The Observation likelihoods computed from the WSJ corpus without smoothing are in the following table:

The computation for the three columns are shown in the following figure:


3.1 The task

In this task, you need to calculate v3(3). Note that the computation of v1(1) to v1(7) and v2(2) are provided in the lecture slides and the textbook. To compute v3(3) you first need to compute v2(1), v2(3), v2(4) ,v2(5), v2(6), v2(7).

For PG students, you need to further calculate v4(7). Note that to compute v4(7), you need to know v3(1) to v3(7).


3.2 Deliverable

You will provide your exact working for the computation of v2(1), v2(3), v2(4) ,v2(5), v2(6), v2(7) and v3(3) and the final tag sequence into a report in pdf format. You need to write the detailed process and the results. Using equations provided by your text editor. Hand-written equations (e.g., in image format) will not be marked.

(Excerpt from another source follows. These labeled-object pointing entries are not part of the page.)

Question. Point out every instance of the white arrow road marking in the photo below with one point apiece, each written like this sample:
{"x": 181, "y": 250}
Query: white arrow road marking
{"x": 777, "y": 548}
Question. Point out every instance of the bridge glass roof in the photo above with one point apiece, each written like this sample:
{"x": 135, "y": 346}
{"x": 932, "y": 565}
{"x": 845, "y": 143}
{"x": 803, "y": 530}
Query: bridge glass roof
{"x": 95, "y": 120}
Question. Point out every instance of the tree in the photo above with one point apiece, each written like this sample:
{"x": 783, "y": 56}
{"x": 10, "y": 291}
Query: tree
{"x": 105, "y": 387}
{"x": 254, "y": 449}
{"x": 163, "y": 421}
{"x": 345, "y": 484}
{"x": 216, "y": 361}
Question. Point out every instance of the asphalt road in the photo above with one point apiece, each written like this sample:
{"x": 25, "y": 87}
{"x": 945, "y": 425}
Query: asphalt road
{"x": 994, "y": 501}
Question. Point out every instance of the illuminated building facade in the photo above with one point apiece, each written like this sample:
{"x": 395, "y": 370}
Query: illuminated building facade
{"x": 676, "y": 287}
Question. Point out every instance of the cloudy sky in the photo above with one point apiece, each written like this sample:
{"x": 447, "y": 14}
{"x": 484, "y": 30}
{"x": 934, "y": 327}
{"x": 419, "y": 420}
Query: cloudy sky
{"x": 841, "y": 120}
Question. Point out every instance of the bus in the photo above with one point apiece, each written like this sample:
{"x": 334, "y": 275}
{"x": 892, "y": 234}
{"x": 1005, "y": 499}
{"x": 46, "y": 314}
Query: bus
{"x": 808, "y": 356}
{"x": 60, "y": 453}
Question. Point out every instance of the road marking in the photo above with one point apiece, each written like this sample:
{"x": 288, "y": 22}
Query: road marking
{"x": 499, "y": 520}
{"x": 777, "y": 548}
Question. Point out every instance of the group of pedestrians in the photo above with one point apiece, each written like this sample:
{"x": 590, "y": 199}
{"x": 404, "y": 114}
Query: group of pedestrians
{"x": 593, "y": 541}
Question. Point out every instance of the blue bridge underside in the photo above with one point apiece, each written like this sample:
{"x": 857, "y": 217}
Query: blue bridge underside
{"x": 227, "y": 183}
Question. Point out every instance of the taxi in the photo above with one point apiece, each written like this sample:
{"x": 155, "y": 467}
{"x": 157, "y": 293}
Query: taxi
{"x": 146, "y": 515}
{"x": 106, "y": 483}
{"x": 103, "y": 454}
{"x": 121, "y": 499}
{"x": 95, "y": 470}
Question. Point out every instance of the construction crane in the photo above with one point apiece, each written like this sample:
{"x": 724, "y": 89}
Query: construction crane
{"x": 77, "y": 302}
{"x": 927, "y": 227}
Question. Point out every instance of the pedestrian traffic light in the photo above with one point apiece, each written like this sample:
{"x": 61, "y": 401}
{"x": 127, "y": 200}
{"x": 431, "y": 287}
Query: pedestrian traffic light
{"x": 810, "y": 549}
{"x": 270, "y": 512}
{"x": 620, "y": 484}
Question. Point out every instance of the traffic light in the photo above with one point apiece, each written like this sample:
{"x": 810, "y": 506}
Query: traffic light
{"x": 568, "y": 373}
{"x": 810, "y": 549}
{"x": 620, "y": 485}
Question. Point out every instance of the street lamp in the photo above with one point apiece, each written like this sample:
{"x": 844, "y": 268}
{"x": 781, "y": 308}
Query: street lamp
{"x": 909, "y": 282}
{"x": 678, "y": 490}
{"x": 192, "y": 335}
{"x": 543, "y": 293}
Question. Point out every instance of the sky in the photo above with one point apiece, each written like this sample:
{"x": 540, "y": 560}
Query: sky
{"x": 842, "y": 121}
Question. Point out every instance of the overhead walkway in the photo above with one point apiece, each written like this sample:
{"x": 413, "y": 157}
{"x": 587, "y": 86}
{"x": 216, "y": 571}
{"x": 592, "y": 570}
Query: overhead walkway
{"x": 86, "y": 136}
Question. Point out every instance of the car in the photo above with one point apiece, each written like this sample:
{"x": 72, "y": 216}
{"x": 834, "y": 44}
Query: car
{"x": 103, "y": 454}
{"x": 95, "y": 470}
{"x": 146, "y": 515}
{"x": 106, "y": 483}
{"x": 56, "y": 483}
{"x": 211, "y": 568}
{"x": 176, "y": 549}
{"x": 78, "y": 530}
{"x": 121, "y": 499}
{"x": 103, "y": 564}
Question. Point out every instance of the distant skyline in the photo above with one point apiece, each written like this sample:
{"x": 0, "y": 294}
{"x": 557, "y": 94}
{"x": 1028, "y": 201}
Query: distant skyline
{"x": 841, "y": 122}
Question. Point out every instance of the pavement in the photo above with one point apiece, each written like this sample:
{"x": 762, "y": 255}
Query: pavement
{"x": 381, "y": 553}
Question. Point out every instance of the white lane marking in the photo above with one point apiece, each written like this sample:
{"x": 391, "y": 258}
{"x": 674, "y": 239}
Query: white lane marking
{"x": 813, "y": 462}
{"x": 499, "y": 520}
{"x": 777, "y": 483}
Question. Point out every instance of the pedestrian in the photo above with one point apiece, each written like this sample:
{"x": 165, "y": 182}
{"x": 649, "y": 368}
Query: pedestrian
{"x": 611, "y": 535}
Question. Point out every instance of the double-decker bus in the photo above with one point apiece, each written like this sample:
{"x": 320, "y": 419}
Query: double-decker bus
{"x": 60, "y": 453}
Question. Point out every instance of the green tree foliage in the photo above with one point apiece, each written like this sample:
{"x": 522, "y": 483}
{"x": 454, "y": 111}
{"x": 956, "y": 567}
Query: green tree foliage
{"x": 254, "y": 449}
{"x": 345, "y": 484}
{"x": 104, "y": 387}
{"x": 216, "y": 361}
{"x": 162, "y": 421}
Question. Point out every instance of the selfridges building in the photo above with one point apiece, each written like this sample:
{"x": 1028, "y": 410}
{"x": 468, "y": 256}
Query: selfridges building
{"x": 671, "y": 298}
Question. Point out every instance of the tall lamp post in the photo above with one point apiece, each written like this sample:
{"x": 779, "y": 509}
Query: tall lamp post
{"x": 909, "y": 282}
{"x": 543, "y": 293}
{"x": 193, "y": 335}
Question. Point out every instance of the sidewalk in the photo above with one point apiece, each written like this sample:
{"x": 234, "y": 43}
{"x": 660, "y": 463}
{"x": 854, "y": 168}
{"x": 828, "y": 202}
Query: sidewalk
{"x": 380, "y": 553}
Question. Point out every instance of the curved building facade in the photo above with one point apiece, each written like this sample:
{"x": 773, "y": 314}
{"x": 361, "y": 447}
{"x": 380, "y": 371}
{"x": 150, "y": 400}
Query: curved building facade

Please submit the pdf to MyUni, Assignment 3

(https://myuni.adelaide.edu.au/courses/64835/assignments/220569).


3.3 Assessment

Use correct equation, correct value to compute, and get correct results.

UG: 5 marks for v3(3), include intermediate results

PG: 2 marks for v3(3), 3 marks for v4(7), include intermediate results.


3.4 Due date and late submission policy

This assignment is due by 11:59pm Friday 11 June. If your submission is late the maximum mark you can obtain will be reduced by 25% per day (or part thereof) past the due date or any extension you are granted.